Six-Chart Sunday – Hope for the Holidays
6 Infographics + 1 Video (Molly Ball on Nancy Pelosi) + Upcoming event (Scott Jennings on Trump 2.0... 12/23 at 3pm)
What will the world look like in 2050? I’m optimistic! While today’s news is regularly full of doom & gloom — bubbles potentially bursting, trust in government cratering, unemployment looming, war threatening — history suggests hopefulness is the better long-term bet. Human progress has been inexorable, if not linear. Why start betting against it now?
1. Biggest News ≠ Biggest Impact
Louis Gave observes that the biggest news any given year is not always the event with the greatest long-term impact. For example, the biggest news story in 1994 was the Republican Revolution (GOP capture of the House of Representatives for the first time in 40 years). But what has greater resonance today… that, or the birth of e-commerce with the first web browser? Obviously the 9/11 attacks dominated 2001 news, and properly so. But does 9/11 and its aftermath define our present world more than the extraordinary rise of China enabled by its 2001 WTO accession? The mortgage foreclosure crisis was the biggest news event in 2007, but the launch of the iPhone may prove to have a longer tail. In 2020 we obviously focused overwhelmingly on the COVID pandemic. What might we have missed?
2. “Cambrian Explosion” of Tech-Enabled Innovation
When we look back in 2050, we may regard the convergence of breakthroughs emerging in the 2020s — artificial intelligence + advanced connectivity + automation + biotechnology + new computing paradigms — as more consequential than even the pandemic. As these technologies compound and integrate across sectors, they are likely to drive step-change improvements in productivity, health, sustainability, and access to knowledge rather than incremental gains, reshaping how we work, live, play, learn, fight, heal, build, and govern.
3. Transformational Health
By 2050, biology will be engineerable — the way software is today — massively improving lifespan & health span via predictive, preventive & personalized medicine. Ongoing innovations in diagnostics (e.g. genetic sequencing, wearables, AI), delivery (e.g. mRNA, CRISPR, nanoparticles) and biomanufacturing (e.g. lab-grown organs, synthetic biology, programmable cells) should lead to game-changing health solutions. The past 25 years saw extraordinary advances in genetic sequencing cost and capability… the next 25 may prove even more impactful.
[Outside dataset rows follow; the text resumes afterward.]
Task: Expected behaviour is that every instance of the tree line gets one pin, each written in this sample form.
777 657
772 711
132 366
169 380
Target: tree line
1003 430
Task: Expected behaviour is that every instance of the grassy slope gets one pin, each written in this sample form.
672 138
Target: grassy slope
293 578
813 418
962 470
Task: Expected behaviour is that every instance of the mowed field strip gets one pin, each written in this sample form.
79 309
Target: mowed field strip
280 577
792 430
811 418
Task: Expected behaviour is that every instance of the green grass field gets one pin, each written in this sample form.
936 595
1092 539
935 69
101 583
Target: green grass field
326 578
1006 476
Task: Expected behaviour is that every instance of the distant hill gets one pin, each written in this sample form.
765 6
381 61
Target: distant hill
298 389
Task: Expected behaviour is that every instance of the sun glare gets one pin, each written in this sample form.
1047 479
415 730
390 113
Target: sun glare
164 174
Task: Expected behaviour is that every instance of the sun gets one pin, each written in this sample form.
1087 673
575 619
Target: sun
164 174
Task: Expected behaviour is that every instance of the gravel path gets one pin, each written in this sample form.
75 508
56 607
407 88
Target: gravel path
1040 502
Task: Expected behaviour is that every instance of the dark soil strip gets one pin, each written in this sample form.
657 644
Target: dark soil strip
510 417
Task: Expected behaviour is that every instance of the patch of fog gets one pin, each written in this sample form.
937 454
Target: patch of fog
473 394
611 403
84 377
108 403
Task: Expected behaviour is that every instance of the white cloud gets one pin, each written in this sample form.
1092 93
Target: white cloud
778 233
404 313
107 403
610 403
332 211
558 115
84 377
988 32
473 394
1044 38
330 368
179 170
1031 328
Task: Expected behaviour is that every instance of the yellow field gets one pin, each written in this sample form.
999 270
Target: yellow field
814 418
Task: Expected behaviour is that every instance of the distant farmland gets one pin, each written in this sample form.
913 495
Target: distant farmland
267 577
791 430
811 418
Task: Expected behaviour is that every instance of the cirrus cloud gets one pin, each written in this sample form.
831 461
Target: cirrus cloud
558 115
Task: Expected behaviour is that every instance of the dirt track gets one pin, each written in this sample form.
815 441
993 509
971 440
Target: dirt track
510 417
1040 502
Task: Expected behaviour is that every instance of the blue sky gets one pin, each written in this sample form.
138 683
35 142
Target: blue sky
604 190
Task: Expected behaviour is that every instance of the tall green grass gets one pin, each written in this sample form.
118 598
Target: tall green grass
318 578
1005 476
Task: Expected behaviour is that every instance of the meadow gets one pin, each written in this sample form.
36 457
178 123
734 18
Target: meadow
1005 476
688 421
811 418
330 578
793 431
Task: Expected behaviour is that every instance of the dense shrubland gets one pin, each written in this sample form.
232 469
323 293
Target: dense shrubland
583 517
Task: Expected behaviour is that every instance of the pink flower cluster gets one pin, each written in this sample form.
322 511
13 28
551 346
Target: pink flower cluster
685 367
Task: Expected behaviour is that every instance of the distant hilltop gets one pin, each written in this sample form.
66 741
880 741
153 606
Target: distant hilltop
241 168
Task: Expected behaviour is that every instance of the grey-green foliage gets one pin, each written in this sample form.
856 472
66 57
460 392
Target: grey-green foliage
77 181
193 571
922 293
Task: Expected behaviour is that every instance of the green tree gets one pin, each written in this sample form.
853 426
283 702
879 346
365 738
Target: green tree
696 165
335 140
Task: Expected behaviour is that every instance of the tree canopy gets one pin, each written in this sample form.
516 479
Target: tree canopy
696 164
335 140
4. Autonomous Transportation
By 2050, transportation will be increasingly autonomous, electrified, and software-defined, fundamentally reshaping safety, efficiency, and urban design. Advances in AI perception, vehicle-to-vehicle & vehicle-to-infrastructure coordination, and autonomous logistics should drive an order-of-magnitude reduction in traffic fatalities, congestion, and emissions while reclaiming billions of hours of human time. (While I’m psyched for self-driving cars, I’m really hoping for self-flying air taxis).
5. Abundant Energy
By 2050, energy is likely to be far more abundant, clean, and reliable. Ultra-low-cost solar might continue scaling globally and get paired with major advances in energy storage that smooth out daily and seasonal variability. Nuclear power may regain momentum through smaller, standardized reactors that are safer, faster to build, and well-suited to industrial heat. And watch for profound advances in oil and gas discovery, extraction, and transportation as AI-driven subsurface imaging, advanced materials, and methane-management technologies significantly improve efficiency, safety and environmental performance while lowering costs.
6. AI-Enabled Jobs
In September I wrote about the raging debate over whether AI is our savoir or our damnation (Rage Against the Machine). Fierce battles continue among analysts, futurists and economists on the critical jobs question — will AI will lead to mass unemployment or create new possibilities for work, as every previous technological innovation ever has done? I’m on the side of the optimists and encouraged by a new Vanguard analysis finding:
“The approximately 100 occupations most exposed to AI automation are actually outperforming the rest of the labor market in terms of job growth and real wage increases. This suggests that current AI systems are generally enhancing worker productivity and shifting workers’ tasks toward higher-value activities.”
Upcoming Live Event
Join us live 12/23 at 3pm ET. Scott Jennings discusses his new book, “A Revolution of Common Sense,” plus the present & future of American politics & media.
VIDEO
The great Molly Ball wrote the definitive biography of one of the nation’s most important and impactful politicians, former Speaker Nancy Pelosi. We recently discussed Pelosi, politics & populism.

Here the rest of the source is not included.